The “September Strife” of 2013 has come back to haunt former president Ma Ying-jeou (馬英九), who has become the third former head of state to be indicted after leaving office.
The incident, which created deep rifts in the Chinese Nationalist Party (KMT) became one of the best-known chapters in the history of Taiwan’s politics.
The controversy at the heart of the incident was how Ma handled confidential information obtained during an investigation into alleged improper lobbying by two of his political foes: Democratic Progressive Party caucus whip Ker Chien-ming (柯建銘) and then-legislative speaker Wang Jin-pyng (王金平).
The investigation into whether Wang had lobbied prosecutors not to appeal a not-guilty verdict Ker received in an embezzlement case was still under way when then-prosecutor-general Huang Shih-ming (黃世銘) gave Ma confidential information from a wiretap.
The animosity between Ma and Wang stemmed largely from the KMT’s 2005 chairmanship election that pitted then-Taipei mayor and KMT vice chairman Ma against Wang. Ma had been relentless in his attempts to paint Wang as a corrupt politician.
As president, Ma was also reportedly vexed by the cozy relationship between Wang, the nation’s longest-serving legislative speaker, and the pan-green camp.
This background explains why the normally cautious Ma told Huang to brief then-premier Jiang Yi-huah (江宜樺) and then-Presidential Office deputy secretary-general Lo Chih-chiang (羅智強) about the confidential information. Despite the seemingly justifiable reasons Ma has given for his contentious, if not illegal, way of handling the information, his primary motivation was apparently a personal vendetta.

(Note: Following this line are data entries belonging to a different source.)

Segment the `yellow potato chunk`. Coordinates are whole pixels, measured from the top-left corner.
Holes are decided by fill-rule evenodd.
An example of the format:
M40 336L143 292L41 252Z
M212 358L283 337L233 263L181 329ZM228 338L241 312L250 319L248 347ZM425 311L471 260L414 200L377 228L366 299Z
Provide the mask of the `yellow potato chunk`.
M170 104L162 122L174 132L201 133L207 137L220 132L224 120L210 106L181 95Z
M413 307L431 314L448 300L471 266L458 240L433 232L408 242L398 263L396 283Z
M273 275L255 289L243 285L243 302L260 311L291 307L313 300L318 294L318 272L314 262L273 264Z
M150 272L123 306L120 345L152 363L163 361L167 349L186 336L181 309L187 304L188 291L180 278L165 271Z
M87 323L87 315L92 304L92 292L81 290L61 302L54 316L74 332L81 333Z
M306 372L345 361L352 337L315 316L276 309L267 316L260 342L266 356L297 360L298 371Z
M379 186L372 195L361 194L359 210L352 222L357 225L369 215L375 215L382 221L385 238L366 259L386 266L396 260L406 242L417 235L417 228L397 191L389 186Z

That motivation is what Taipei prosecutors focused on when they laid out their indictment against Ma on Tuesday: that his “ideological differences with Wang and the speaker’s failure to push through the president’s policies” in the legislature caused Ma to ignore the principles of separation of powers, and checks and balances, because he wanted Wang stripped of the speakership and his KMT membership.
Ma has insisted that he is innocent of the charges, saying that had been trying to “manage a potential crisis situation.”
He said that his decision to keep Jiang in the loop was due to concerns that the investigation results could affect the relationship between the Executive Yuan and the Legislative Yuan, because one of the people Wang allegedly lobbied was then-minister of justice Tseng Yung-fu (曾勇夫).
However, if that was really his motivation, Ma could have waited a few days until the probe was over before starting his “crisis management project.”
Ma, who was also serving as KMT chairman at the time, could have easily prevented his actions from being seen as a vendetta against Wang by not calling a news conference to urge Wang’s ouster from the party just one hour before the KMT’s Evaluation and Disciplinary Committee met on Sept. 11 to decide the speaker’s fate.
Regardless of the reasons Ma gave himself or the public to justify his handling of the incident, actions speak louder than words. His actions showed that he was so eager to see Wang fall from grace that he appears to have disregarded the law and due process.
The indictment will not be the first time that Ma appears in court as a defendant since leaving office; he made an appearance in November last year in a civil lawsuit filed against him by Ker for leaking secret information to Jiang and Lo in connection with the 2013 investigation of Ker and Wang. That case is still under way.
While it is unlikely that Ma could end up behind bars if convicted, as he would likely be given a sentence commutable to a fine, a guilty verdict might be punishment enough for someone who prides himself on his integrity and built a political career on it.